Operai della manutenzione hanno trovato il corpo decapitato, avvolto da nastro adesivo, in uno scatolone vicino al casello di Chiusa. Si tratta del cadavere di un giovane uomo, probabilmente tedesco. Il pm: "Lavoro da professionisti". Oggi l'autopsia

Bolzano - "La testa è stata mozzata di netto con un lavoro che si potrebbe definire da professionista". Lo ha detto il pm Axel Bisignano dopo la prima ispezione del cadavere trovato in uno scatolone lungo l’autostrada del Brennero. Gli inquirenti hanno sinora in mano pochi elementi per chiare il giallo, eccettuata l’ipotesi che la vittima sia un tedesco. Per sapere il motivo dell’efferato delitto, della successiva decapitazione e per conoscere le modalità con le quali lo scatolone è stato abbandonato sull’autostrada per essere poi ritrovato da uno stradino si attende l’autopsia vera e propria che sarà svolta oggi.

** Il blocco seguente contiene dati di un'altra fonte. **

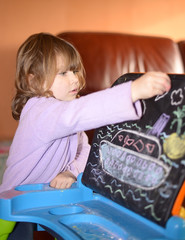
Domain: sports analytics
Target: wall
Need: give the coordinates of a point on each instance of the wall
(21, 18)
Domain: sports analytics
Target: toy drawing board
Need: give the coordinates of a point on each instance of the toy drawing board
(132, 187)
(141, 164)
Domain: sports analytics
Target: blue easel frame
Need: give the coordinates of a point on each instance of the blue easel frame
(79, 213)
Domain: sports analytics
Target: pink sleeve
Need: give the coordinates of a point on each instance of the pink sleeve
(78, 164)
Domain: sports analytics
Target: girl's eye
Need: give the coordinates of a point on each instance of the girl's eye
(63, 73)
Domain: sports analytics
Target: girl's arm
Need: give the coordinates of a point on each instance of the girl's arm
(67, 178)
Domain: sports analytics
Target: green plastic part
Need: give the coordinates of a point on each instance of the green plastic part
(6, 227)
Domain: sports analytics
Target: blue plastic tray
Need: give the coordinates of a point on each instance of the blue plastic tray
(78, 213)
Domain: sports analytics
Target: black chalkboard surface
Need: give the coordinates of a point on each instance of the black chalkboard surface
(141, 164)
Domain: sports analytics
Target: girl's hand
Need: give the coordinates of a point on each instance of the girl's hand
(149, 85)
(63, 180)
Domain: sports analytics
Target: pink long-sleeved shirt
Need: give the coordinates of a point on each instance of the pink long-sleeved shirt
(50, 136)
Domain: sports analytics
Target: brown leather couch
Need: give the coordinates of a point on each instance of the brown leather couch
(107, 56)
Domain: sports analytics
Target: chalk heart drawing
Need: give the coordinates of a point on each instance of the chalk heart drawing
(133, 160)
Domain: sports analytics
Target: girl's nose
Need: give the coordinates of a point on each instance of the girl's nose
(74, 77)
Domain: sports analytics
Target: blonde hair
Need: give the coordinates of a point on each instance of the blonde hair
(36, 67)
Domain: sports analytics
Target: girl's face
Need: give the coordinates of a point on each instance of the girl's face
(66, 84)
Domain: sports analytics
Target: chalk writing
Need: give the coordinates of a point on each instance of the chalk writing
(131, 167)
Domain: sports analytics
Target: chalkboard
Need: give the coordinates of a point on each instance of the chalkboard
(141, 164)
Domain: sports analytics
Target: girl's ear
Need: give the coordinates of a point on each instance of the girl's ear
(30, 77)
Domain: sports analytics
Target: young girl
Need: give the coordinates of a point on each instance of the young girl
(50, 145)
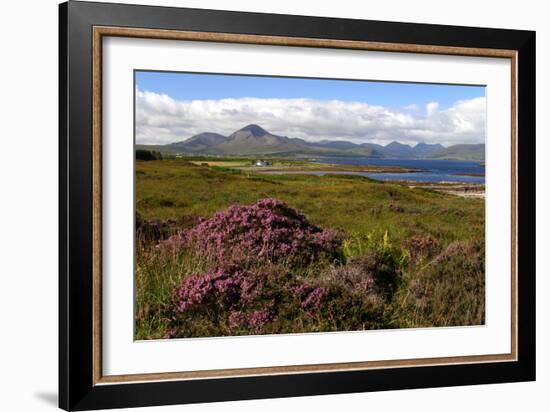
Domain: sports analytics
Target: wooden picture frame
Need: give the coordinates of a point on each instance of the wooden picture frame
(82, 384)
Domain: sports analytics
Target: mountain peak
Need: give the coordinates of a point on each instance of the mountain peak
(254, 129)
(396, 144)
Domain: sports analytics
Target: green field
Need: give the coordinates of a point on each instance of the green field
(435, 284)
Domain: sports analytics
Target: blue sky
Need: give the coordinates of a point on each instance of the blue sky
(194, 86)
(172, 107)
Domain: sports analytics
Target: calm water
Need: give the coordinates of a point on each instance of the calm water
(432, 170)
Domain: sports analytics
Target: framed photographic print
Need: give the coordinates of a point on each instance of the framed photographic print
(257, 205)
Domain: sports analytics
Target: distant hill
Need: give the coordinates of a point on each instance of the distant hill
(253, 140)
(474, 152)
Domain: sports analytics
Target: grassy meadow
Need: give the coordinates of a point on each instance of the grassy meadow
(363, 254)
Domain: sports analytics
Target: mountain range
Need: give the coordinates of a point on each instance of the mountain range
(254, 140)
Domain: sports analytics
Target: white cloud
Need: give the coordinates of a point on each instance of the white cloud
(161, 119)
(431, 108)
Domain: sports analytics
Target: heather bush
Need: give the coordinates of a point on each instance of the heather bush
(264, 268)
(231, 301)
(269, 231)
(449, 290)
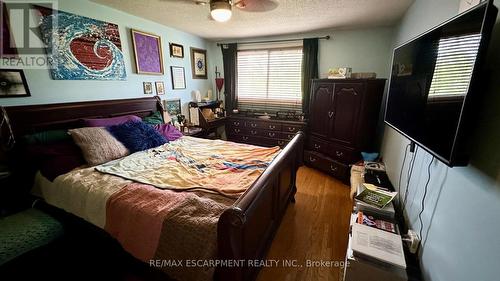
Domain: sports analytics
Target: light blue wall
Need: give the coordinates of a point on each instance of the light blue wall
(461, 240)
(45, 90)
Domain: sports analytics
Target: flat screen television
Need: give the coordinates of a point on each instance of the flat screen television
(435, 84)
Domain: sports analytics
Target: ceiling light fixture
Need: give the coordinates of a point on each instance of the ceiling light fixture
(221, 10)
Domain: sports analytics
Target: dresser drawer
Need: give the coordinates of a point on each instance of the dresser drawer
(342, 154)
(291, 129)
(273, 126)
(231, 130)
(327, 165)
(317, 145)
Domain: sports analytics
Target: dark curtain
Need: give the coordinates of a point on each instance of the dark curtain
(309, 70)
(229, 56)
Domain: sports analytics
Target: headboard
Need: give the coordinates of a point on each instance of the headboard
(35, 118)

Ritrovamento Il cadavere si trovava in una vasca di plastica "del tipo usato nei cantieri" ha detto il magistrato. La vasca a sua volta era inserita in un sacco di juta. Il cadavere era stato piegato su se stesso ed era stato avvolto con due-tre rotoli di nastro da pacchi marrone. La vittima è un uomo bianco tra i 20 ed i 35 anni. Il taglio della testa sembra essere stato eseguito con una lama affilatissima, probabilmente un grosso coltello. Addosso la vittima aveva una tuta blu da operaio con alcune diciture in tedesco e una maglia. Il cadavere era senza scarpe, ma con i calzini. Anche questi hanno una stampigliatura in tedesco. Lo scatolone è stato trovato alle 15 di ieri da un addetto dell’autostrada intento alla pulizia del ciglio stradale. L’uomo ha cercato di spostare lo scatolone e poi, dato il peso, ha deciso di aprirlo parzialmente fino a quando non ha scorto un braccio.

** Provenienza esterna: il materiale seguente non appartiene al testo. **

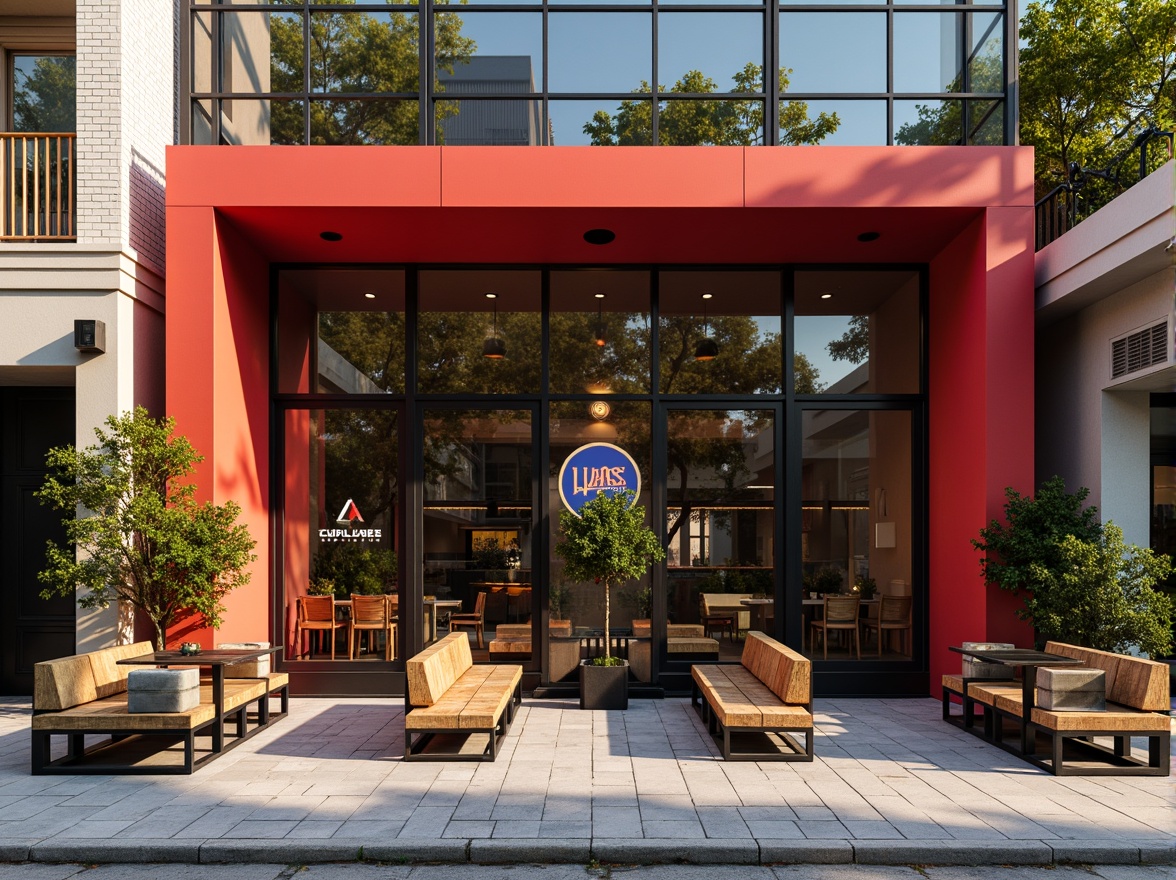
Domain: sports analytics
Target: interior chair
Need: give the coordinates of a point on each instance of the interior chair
(840, 614)
(894, 615)
(474, 619)
(713, 620)
(316, 615)
(369, 615)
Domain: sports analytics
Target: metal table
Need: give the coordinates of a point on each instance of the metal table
(1028, 660)
(216, 660)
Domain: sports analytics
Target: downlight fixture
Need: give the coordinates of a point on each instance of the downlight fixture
(707, 347)
(494, 347)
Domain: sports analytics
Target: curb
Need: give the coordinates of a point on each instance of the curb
(621, 851)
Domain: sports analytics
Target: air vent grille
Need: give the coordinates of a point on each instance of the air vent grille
(1138, 351)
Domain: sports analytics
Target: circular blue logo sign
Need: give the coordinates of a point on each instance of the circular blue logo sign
(595, 468)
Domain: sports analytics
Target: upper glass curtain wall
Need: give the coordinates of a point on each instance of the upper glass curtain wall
(560, 72)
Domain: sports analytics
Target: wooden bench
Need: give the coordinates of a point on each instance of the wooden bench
(1137, 705)
(769, 693)
(447, 694)
(86, 694)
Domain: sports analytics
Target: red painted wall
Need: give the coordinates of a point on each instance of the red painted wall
(968, 213)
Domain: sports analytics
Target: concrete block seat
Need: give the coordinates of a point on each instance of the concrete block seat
(1136, 705)
(769, 693)
(447, 694)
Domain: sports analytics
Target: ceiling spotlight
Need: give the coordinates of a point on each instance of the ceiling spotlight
(494, 347)
(600, 237)
(707, 347)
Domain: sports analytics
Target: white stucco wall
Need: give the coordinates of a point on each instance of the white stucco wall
(1111, 275)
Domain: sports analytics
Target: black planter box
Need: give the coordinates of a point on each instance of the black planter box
(603, 687)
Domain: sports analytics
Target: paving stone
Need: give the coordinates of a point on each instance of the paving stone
(951, 852)
(699, 852)
(115, 851)
(286, 852)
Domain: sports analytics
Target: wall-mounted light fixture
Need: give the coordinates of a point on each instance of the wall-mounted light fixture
(494, 347)
(707, 347)
(89, 335)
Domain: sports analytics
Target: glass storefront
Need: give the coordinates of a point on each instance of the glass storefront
(776, 417)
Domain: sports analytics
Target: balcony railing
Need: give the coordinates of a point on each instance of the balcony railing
(1087, 190)
(37, 186)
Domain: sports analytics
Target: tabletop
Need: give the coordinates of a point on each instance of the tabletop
(205, 658)
(1019, 657)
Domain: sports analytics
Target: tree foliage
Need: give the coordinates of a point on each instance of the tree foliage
(608, 544)
(1093, 74)
(708, 122)
(45, 99)
(351, 52)
(140, 534)
(1102, 594)
(1081, 584)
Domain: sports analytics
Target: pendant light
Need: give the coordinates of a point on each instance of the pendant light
(494, 347)
(707, 347)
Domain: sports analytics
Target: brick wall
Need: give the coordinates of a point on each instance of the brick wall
(127, 55)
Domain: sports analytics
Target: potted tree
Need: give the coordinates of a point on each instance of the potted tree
(608, 544)
(141, 537)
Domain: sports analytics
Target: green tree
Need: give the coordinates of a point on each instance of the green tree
(1020, 552)
(708, 122)
(140, 534)
(608, 544)
(45, 99)
(1102, 594)
(358, 52)
(1093, 74)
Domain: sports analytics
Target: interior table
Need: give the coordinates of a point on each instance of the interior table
(1028, 660)
(216, 661)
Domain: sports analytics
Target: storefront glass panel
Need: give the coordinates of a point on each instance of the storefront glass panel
(719, 332)
(340, 559)
(720, 526)
(576, 611)
(600, 332)
(857, 332)
(478, 522)
(856, 534)
(480, 332)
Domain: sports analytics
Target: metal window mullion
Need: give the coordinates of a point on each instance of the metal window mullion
(306, 73)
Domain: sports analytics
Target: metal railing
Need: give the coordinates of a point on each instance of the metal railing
(1087, 190)
(38, 186)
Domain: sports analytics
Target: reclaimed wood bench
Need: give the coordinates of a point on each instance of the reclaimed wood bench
(447, 694)
(1137, 705)
(86, 694)
(769, 693)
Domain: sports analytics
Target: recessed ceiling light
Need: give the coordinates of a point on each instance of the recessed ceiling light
(600, 237)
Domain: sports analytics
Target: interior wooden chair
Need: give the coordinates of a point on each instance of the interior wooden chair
(840, 613)
(371, 614)
(472, 619)
(713, 620)
(316, 614)
(894, 615)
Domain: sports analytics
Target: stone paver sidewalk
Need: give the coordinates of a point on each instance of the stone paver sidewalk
(891, 784)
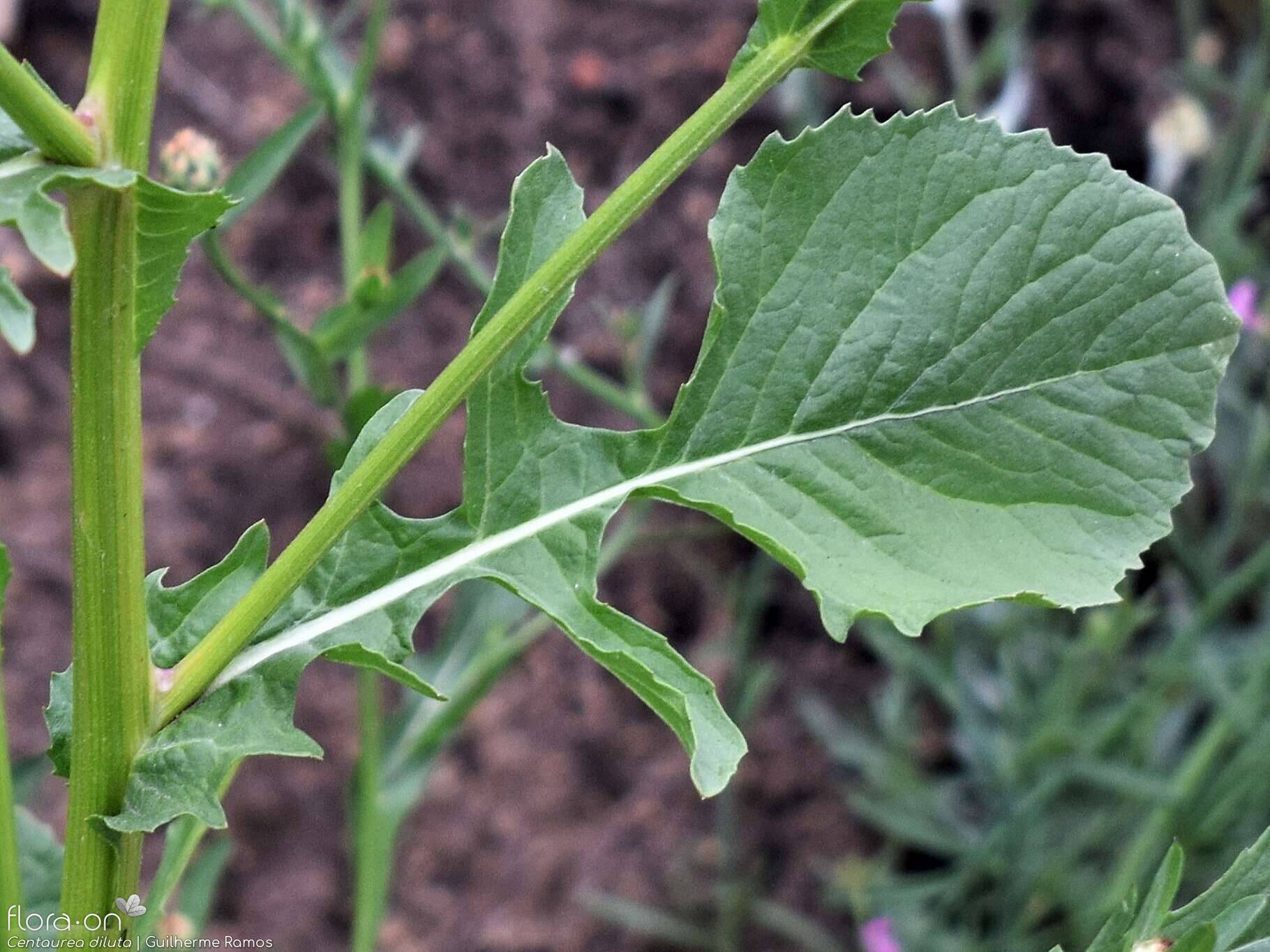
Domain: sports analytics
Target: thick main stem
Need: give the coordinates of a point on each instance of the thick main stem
(112, 667)
(112, 661)
(403, 440)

Soccorsi A questo punto ha chiamato la Croce Bianca e gli operatori a loro volta hanno chiamato la polizia. Secondo gli inquirenti l’uomo è stato ucciso non più di 48 ore prima del ritrovamento e poi portato con una vettura o con un camion fino sull’ A22. Visto che i capi d’abbigliamento sembrano acquistati in Germania sono stati presi contatti con le autorità tedesche, ma il capo della Mobile Stefano Mamani ha detto che in 48 ore "il cadavere potrebbe essere arrivato anche dalla Svezia". Sulla base delle impronte digitali gli inquirenti stanno cercando di identificare la vittima. Sono in corso accurate indagini sullo scatolone alla ricerca di impronte digitali dell’assassino o degli assassini: per scaricare lo scatolone sull’autostrada, infatti, devono avere operato almeno due persone, dato che il contenitore, di una ottantina di chili, è stato sollevato oltre il guard rail per essere poi stato appoggiato sul ciglio della strada: il cartone, infatti, non presenta danni apparenti.

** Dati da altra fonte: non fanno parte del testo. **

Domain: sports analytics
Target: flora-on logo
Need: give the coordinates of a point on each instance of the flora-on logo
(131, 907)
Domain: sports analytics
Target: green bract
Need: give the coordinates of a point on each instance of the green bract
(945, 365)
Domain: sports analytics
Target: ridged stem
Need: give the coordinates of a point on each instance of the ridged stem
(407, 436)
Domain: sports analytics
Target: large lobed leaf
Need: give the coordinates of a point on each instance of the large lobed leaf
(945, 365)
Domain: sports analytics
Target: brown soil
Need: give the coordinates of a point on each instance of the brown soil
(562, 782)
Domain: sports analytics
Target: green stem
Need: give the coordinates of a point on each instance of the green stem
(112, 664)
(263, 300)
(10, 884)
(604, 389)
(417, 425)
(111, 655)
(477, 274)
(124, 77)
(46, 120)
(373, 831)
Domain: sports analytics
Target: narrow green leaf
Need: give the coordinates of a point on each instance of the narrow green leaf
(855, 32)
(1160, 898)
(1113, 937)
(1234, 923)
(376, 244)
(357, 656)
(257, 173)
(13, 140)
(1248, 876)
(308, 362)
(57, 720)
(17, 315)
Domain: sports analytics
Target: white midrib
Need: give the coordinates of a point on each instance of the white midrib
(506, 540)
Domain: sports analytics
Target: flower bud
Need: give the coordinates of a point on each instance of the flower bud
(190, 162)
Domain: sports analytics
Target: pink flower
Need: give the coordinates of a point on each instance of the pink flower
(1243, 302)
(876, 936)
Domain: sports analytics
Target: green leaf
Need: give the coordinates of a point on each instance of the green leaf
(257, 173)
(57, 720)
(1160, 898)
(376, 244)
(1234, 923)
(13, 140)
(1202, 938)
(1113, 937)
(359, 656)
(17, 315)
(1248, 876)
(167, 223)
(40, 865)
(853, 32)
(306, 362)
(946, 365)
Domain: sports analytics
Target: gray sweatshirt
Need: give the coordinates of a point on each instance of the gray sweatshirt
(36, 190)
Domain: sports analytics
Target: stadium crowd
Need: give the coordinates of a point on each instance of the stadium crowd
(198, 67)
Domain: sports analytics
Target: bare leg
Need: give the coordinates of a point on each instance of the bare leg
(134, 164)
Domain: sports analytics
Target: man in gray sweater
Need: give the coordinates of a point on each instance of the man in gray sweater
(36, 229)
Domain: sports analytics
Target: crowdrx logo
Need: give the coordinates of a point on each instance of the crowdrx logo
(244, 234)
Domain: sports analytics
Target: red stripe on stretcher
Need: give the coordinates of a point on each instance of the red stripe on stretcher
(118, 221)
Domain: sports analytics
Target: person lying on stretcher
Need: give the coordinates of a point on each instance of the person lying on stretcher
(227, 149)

Autopsia Sul cadavere, infine non sono stati riscontrati altri segni di violenza. Mamani ha ipotizzzato che la testa sia stata mozzata per non far scoprire l’identità della vittima. Ulteriori elementi si attendono dall’autopsia che il magistrato ha già ordinato al perito settore Eduard Egarter, che tra l’altro è il capo dell’equipe di scienziati internazionali che si occupano di Oetzi, la mummia di 5 mila anni fa trovata su un ghiacciaio in Alto Adige.